The wine world mourns the loss of Josh Jensen of Calera Wine Company, legendary producer of pinot noir from Mt. Harlan in San Benito, who passed away June 13 at age 78. Jensen inspired many careers in the wine biz, including mine. I met him back in 1987 when the Silicon Valley firm I was working for failed to register its name before another company in Texas did so.

Frustrated at attempts to come up with a new one by committee vote, our investment company, Sevin Rosen, asked me to come up with a name that started with C and had multiple syllables.
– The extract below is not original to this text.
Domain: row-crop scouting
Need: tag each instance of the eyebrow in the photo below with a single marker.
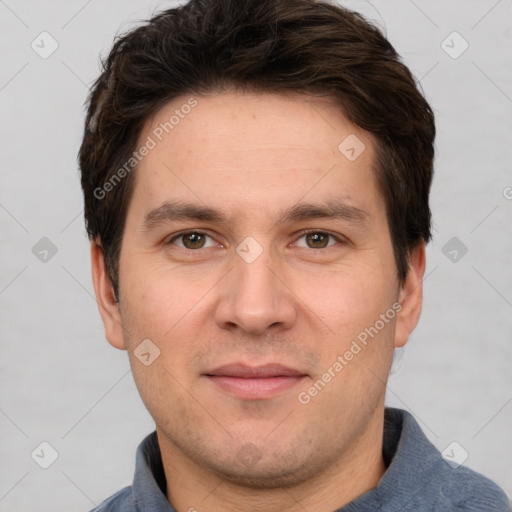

I asked the lead investor, Steve Dow, who was a wine collector, to go into his cellar and pull out all the C’s. There was Caymus, Cakebread and Chalk Hill, along with one I didn’t know: Calera.

“Is it any good?” I asked. “Great pinot noir,” was the reply.

I immediately went to BevMo looking for some, finding a couple of zinfandels and one bottle of 1985 Bien Nacido Vineyard pinot noir in the clearance bin. I have saved it all these years, planning to share it with Jensen someday. After his funeral at a desolate cemetery in Hollister, a small group gathered at a local watering hole called Tres Pinos Inn, where magnums of Calera pinot noir, dating back to 1988, were opened to toast the man.

The Jensen Vineyard wines seem to have stood the test of time really well, as did the 1987 chardonnay, the first vintage he made from his Mt. Harlan estate. When Calera winemaker Mike Waller opened the 1985 I brought, the cork was in great shape and the wine was lively, spicy, complex and feisty, just like Jensen. Seeing the original price tag, Waller exclaimed, “$11.98?”

Best wine investment I ever made. Godspeed, Josh.

Speaking of legends, if you haven’t watched the “Wine With Bill” podcast interview with winemaker Jeffrey Patterson on YouTube, he shared a fun story that ties in nicely with the current royal obsession over the Queen’s Jubilee.  When Megan and Harry were planning their wedding, they decided to serve one Old World and one New World wine. Apparently, they chose Mount Eden as the latter because their London-based importer suddenly put in a 10-case order for the 2014 Domaine Eden pinot noir. Patterson says the to delivery address didn’t even raise eyebrows, as it was certainly not Windsor castle.